There’s evidently a good reason for it:
For a certain breed of consumers, the arrival of Apple’s third-generation iPad is an occasion of monomaniacal focus and intense anticipation. Visions of how the shiny new gadget will revolutionize their lives fill their heads. They’re willing to sacrifice hours waiting in line and hard-earned cash that they can ill afford to spare, all to get their hands on Apple’s hot new toy. Just like they did, most likely, for assorted iPads and iPhones in the past. Why is it that some consumers are constantly driven to possess the newest and hottest gadgets?

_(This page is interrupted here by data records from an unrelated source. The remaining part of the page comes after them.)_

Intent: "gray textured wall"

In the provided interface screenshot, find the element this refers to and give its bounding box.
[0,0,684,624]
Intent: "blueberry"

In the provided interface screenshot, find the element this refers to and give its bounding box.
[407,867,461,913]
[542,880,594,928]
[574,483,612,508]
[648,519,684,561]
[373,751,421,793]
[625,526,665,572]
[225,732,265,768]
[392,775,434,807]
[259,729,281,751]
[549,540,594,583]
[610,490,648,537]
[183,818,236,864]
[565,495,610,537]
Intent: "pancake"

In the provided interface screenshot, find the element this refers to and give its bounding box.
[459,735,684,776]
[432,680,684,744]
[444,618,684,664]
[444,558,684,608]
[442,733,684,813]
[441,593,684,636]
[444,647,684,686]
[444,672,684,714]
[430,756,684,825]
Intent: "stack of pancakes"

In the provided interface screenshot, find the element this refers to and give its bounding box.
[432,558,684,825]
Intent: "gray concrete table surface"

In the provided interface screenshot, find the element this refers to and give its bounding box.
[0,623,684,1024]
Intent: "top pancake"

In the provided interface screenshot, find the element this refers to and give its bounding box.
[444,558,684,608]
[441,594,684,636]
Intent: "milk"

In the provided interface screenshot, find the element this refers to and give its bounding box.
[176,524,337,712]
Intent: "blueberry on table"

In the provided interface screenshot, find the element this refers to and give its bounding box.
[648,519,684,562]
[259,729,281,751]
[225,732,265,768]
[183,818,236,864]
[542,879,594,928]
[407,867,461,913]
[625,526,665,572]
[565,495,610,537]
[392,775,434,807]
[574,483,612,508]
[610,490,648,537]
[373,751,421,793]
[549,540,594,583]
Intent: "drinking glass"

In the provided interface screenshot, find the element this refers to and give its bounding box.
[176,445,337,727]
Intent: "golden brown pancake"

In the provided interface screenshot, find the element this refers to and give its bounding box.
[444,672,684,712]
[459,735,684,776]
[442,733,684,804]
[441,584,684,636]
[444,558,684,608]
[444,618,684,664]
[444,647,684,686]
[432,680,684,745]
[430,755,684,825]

The lure of the new applies to consumers with a particular personality style. Psychology researchers have shown that each of us has our own level of craving for new things. They call this “novelty-seeking,” or the sexier alternative, “neophilia.” The curiosity motive, long known to cause both humans and non-humans to seek mental stimulation, exists to different degrees in all of us. Originally identified by psychiatrist Robert Cloninger, novelty-seeking is an automatic emotional orientation, one of four basic personality temperaments.
People with high degrees of novelty-seeking are drawn to new situations, experiences, and, of course, possessions. They tend to make impulsive decisions, be disorganized, and are highly oriented toward seeking and getting rewards. Research also shows that novelty-seeking is associated to addictive disorders, including substance abuse.